本多劇場『悪霊――下女の恋――』

松尾スズキの芝居を観て考える。もしも股間に眼がついていたら、そういう人間の恋愛は、地獄のようなものに違いない。恋の絶頂と覚醒が、同時に来る。

 キメ(広岡由里子)の息子タケヒコ(三宅弘城)の足の間にも、たぶん眼がついている。それも母の眼だ。かわいそうに。地獄が加速する。 

 二階家の古びた住宅、上手側に玄関、その横に広い縁側、下手寄り庭先に風見鶏を乗せた洋館の尖塔が無雑作に置いてある。下手に家の塀、出入り口がある。タケヒコは学生時代の友人ハチマン(賀来賢人)とお笑いコンビを組んでいる。初めての冠番組が決まり、結婚相手のナミエ(平岩紙)をハチマンに紹介するタケヒコ。ハチマンにはタケヒコの女を寝取る癖があった。そんな時、タケヒコは事故にあって下半身不随の車椅子生活になってしまう。
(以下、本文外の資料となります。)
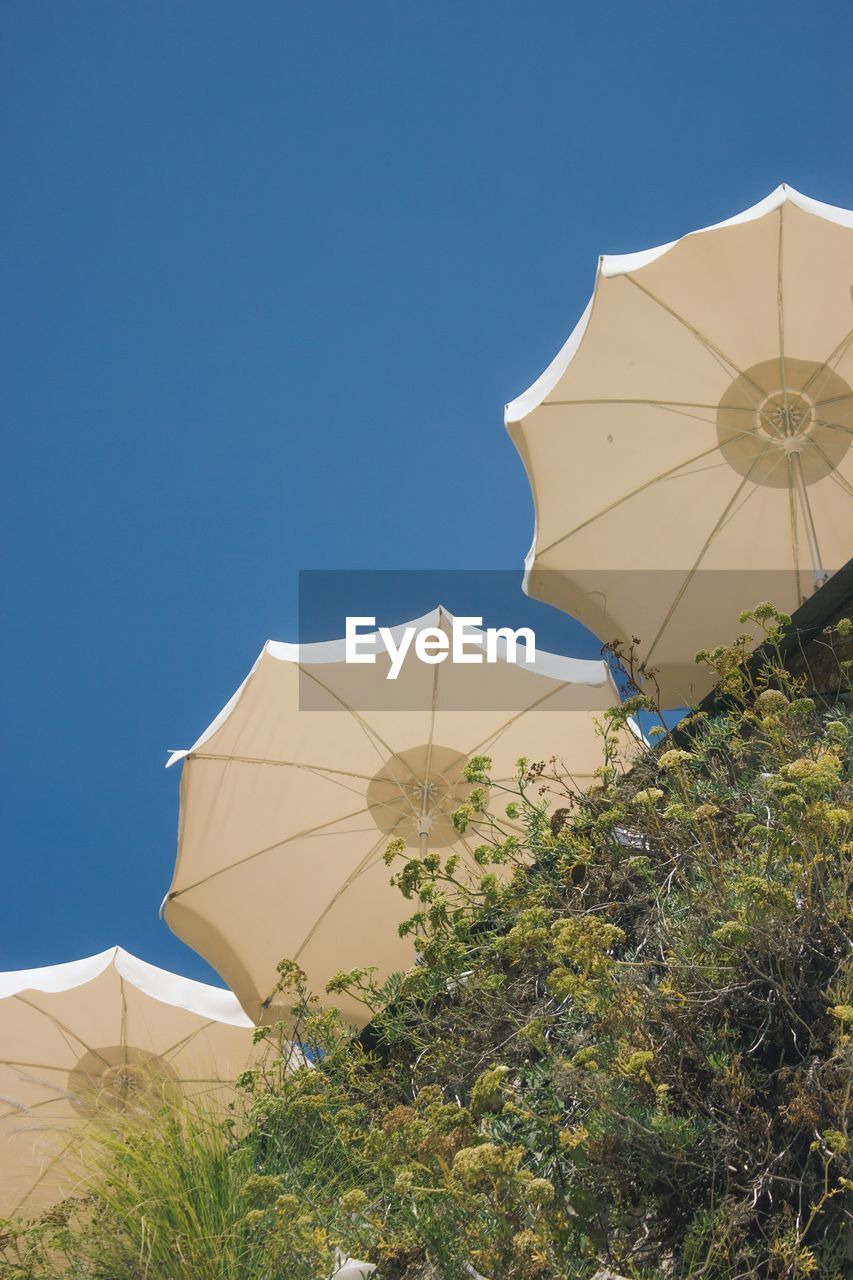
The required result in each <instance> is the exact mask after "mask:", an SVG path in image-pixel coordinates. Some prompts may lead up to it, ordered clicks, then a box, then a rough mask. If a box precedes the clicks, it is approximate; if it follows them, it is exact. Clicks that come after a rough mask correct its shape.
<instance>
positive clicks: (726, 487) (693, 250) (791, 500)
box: [506, 186, 853, 707]
mask: <svg viewBox="0 0 853 1280" xmlns="http://www.w3.org/2000/svg"><path fill="white" fill-rule="evenodd" d="M852 282H853V212H850V211H848V210H844V209H835V207H833V206H830V205H824V204H820V202H818V201H816V200H809V198H808V197H807V196H802V195H799V193H798V192H795V191H794V189H793V188H790V187H784V186H783V187H779V188H777V189H776V191H775V192H774V193H772V195H771V196H768V197H767V198H766V200H763V201H761V204H758V205H756V206H754V207H753V209H748V210H747V211H745V212H743V214H739V215H738V216H735V218H731V219H729V220H727V221H725V223H720V224H719V225H716V227H710V228H706V229H704V230H701V232H694V233H692V234H689V236H685V237H684V238H683V239H679V241H674V242H672V243H670V244H663V246H661V247H658V248H653V250H647V251H646V252H639V253H628V255H621V256H616V257H602V259H601V260H599V265H598V273H597V276H596V287H594V291H593V297H592V301H590V302H589V306H588V307H587V310H585V312H584V315H583V316H581V319H580V321H579V324H578V325H576V328H575V330H574V333H573V334H571V337H570V338H569V340H567V342H566V344H565V346H564V348H562V351H561V352H560V353H558V355H557V357H556V358H555V360H553V362H552V364H551V365H549V367H548V369H547V370H546V371H544V374H542V376H540V378H539V379H538V380H537V381H535V383H534V384H533V387H530V389H529V390H528V392H525V393H524V394H523V396H520V397H519V398H517V399H516V401H514V402H512V403H511V404H507V407H506V425H507V428H508V431H510V435H511V436H512V439H514V442H515V444H516V447H517V449H519V452H520V454H521V458H523V461H524V465H525V468H526V472H528V479H529V481H530V486H532V490H533V498H534V506H535V532H534V540H533V547H532V548H530V552H529V556H528V559H526V572H525V589H526V591H528V593H529V594H530V595H533V596H535V598H537V599H540V600H546V602H548V603H551V604H555V605H557V607H558V608H561V609H565V611H566V612H567V613H571V614H573V616H575V617H576V618H579V620H580V621H583V622H584V623H585V625H587V626H588V627H590V628H592V630H593V631H594V632H596V634H597V635H598V636H599V637H601V639H602V640H605V641H610V640H615V639H619V640H621V641H630V637H631V636H639V637H640V640H642V648H640V657H643V658H646V659H647V660H648V662H649V663H651V664H652V666H654V667H658V668H660V671H661V676H660V680H661V690H662V695H663V705H670V707H671V705H676V704H679V703H685V701H690V700H692V699H694V698H695V696H698V695H701V694H702V692H703V691H704V690H706V687H707V682H706V681H704V677H702V676H701V673H699V671H698V668H697V667H695V666H694V663H693V658H694V654H695V652H697V650H698V649H702V648H711V646H712V645H716V644H721V643H727V641H729V640H730V639H731V637H733V635H734V632H736V630H738V614H739V613H740V611H743V609H747V608H749V607H752V605H753V604H756V603H758V602H760V600H762V599H771V600H774V602H775V603H776V604H777V605H779V607H781V608H783V609H785V611H786V612H792V611H793V609H794V608H797V605H798V604H800V603H802V600H803V599H804V598H806V596H807V595H809V594H811V593H812V591H813V590H815V589H816V586H818V585H820V584H821V582H822V581H825V579H826V577H827V576H829V575H830V573H831V572H834V571H835V570H838V568H840V567H841V566H843V564H844V563H845V562H847V559H848V558H849V554H850V541H852V539H850V532H852V531H853V500H852V499H853V485H852V481H853V452H850V436H852V434H853V393H852V390H850V387H852V384H853V297H852V293H850V287H852Z"/></svg>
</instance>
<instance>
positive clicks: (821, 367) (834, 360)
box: [800, 329, 853, 404]
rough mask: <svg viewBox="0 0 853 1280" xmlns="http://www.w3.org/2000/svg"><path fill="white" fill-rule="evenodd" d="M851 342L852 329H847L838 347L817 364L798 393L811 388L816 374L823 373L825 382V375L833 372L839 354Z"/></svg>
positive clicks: (825, 377)
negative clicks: (817, 364) (806, 381)
mask: <svg viewBox="0 0 853 1280" xmlns="http://www.w3.org/2000/svg"><path fill="white" fill-rule="evenodd" d="M852 342H853V329H848V332H847V333H845V334H844V337H843V338H841V340H840V342H839V344H838V347H835V348H834V349H833V351H831V352H830V353H829V356H827V357H826V360H825V361H824V364H822V365H818V366H817V369H816V370H815V371H813V372H812V375H811V378H809V379H808V380H807V383H806V385H804V387H803V390H802V392H800V394H804V393H806V392H807V390H808V389H809V388H811V385H812V383H813V381H815V379H816V378H817V376H818V374H822V375H824V383H825V381H826V376H827V375H829V374H834V372H835V367H836V365H838V362H839V360H840V358H841V356H843V355H844V352H845V351H847V348H848V347H849V346H850V343H852ZM821 385H822V384H821ZM818 394H820V392H818ZM847 398H848V397H847V396H841V397H836V399H847ZM816 403H820V402H816ZM826 403H827V404H829V403H831V401H827V402H826Z"/></svg>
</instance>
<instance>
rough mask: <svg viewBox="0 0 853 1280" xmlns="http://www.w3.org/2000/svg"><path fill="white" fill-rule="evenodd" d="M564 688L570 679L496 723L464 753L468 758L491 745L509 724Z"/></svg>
mask: <svg viewBox="0 0 853 1280" xmlns="http://www.w3.org/2000/svg"><path fill="white" fill-rule="evenodd" d="M564 689H571V681H570V680H564V681H561V682H560V684H558V685H557V687H556V689H551V690H548V692H547V694H543V695H542V698H537V700H535V701H534V703H529V704H528V705H526V707H523V708H521V710H517V712H515V713H514V714H512V716H510V718H508V721H505V722H503V724H498V727H497V728H496V730H494V731H493V732H492V733H487V735H485V737H484V739H480V741H479V742H475V744H474V746H473V748H471V749H470V750H469V751H466V753H465V754H466V755H467V756H469V758H470V756H471V755H475V754H476V753H478V751H482V750H483V748H491V746H493V745H494V742H497V740H498V739H500V737H502V735H503V733H506V731H507V730H508V728H510V726H511V724H515V723H516V721H519V719H521V717H523V716H528V714H529V713H530V712H534V710H537V708H540V707H542V704H543V703H547V701H548V699H549V698H556V696H557V694H561V692H562V690H564Z"/></svg>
なるようになるナミエとハチマン。母キメもまた、突然の事故で命を落とす。タケヒコはその死後、一瞬歩けるようになるのだが、母そっくりの家政婦ホキ(広岡、二役)が来るとまた不随に戻る。ナミエは妊娠、ホキも同じようにハチマンの子を妊娠してしまう。そうとは知らないタケヒコ。焦るハチマン。破局が迫る。

 関西の架空の都市に場所が設定され、登場人物は聞きなれない不思議な関西弁を話す。その関西弁が、空間をひらがなで埋めていくような感覚を持った。アーティスティックな漫画を見ているみたいである。耳なし芳一の経文のように文字が充満するが、三人の女は白抜きである。代わりに女たちは妊娠する。

 タケヒコは悪霊(強迫的な同級生井上、そして母)を背負ったまま、いつまでもハチマンとの会話をやめない。どんな悲惨な状況になっても笑いを取ろうとする姿はこの話を漫才のありえないほどつらい、シュールな修行ドラマにも見せる。そんな彼らを大きな満月が照らしている。月はいつでも同じ側しか見せない。それはここでは裏側なのである。

 賀来賢人、老成している。三宅弘城との漫才コンビに見えた。ちゃんと頭が少し足りない感じもする。ほめているだろうかこれ。